We are going to look at how to use current units of mass, length, area, volume and capacity in practical situations, and express quantities in terms of larger or smaller units.
We are also going to interpret and use graphs to inform our understanding of direct proportion linked to conversions. We are going to apply our understanding in practical situations including travel graphs and currency conversion graphs.
Extended learners will apply the idea of rate of change to simple kinematics involving distance–time and speed–time graphs, acceleration and deceleration. They will also calculate distance travelled as area under a speed–time graph.
Conversions can be a difficult topic to teach, because learners often learn rules without really understanding why these rules work. This can mean that they are then unable to apply these rules independently and in more complex, less familiar situations.

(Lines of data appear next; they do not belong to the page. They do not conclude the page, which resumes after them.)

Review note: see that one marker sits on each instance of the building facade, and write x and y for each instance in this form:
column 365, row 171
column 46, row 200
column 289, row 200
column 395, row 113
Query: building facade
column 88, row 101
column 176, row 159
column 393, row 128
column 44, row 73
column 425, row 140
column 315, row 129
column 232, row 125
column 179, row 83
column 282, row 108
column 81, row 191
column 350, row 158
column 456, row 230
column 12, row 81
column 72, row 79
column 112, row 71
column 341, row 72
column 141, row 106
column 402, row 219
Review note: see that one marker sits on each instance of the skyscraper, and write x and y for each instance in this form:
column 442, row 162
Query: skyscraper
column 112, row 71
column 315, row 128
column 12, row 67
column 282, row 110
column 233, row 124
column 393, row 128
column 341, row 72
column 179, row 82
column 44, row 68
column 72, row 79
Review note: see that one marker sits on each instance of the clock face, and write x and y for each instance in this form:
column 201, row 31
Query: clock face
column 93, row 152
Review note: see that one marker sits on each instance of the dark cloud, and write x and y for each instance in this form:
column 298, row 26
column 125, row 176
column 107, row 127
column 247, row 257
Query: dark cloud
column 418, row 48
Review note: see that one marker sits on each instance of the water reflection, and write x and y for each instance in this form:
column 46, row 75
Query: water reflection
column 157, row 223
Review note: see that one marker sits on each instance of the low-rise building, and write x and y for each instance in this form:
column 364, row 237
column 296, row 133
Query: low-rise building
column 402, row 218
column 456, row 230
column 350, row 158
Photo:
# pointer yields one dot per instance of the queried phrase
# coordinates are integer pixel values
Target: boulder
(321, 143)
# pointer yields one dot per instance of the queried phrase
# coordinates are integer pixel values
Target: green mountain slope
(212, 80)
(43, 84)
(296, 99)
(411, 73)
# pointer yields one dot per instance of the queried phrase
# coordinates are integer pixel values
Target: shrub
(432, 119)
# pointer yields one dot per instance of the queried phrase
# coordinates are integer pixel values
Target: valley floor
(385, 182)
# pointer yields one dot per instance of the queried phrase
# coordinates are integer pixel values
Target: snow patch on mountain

Because of the way they are introduced, and if links are not made, learners often think of different types of conversion as completely different topics, and do not make the wider link to proportional reasoning.
Securing an understanding of how to tackle proportional reasoning questions can help learners to approach problems given in a variety of contexts, instead of regarding them as unconnected topics.
The unit will develop pupil’s conceptual understanding by sharing alternative representations, which will provide students with a framework that will help them to apply their understanding of proportional reasoning to a range of contexts linked to conversions.
This unit of work is just one of several approaches that you could take when teaching this topic, and you should aim to adapt the resources to match ability level of your learners, as well as your school context.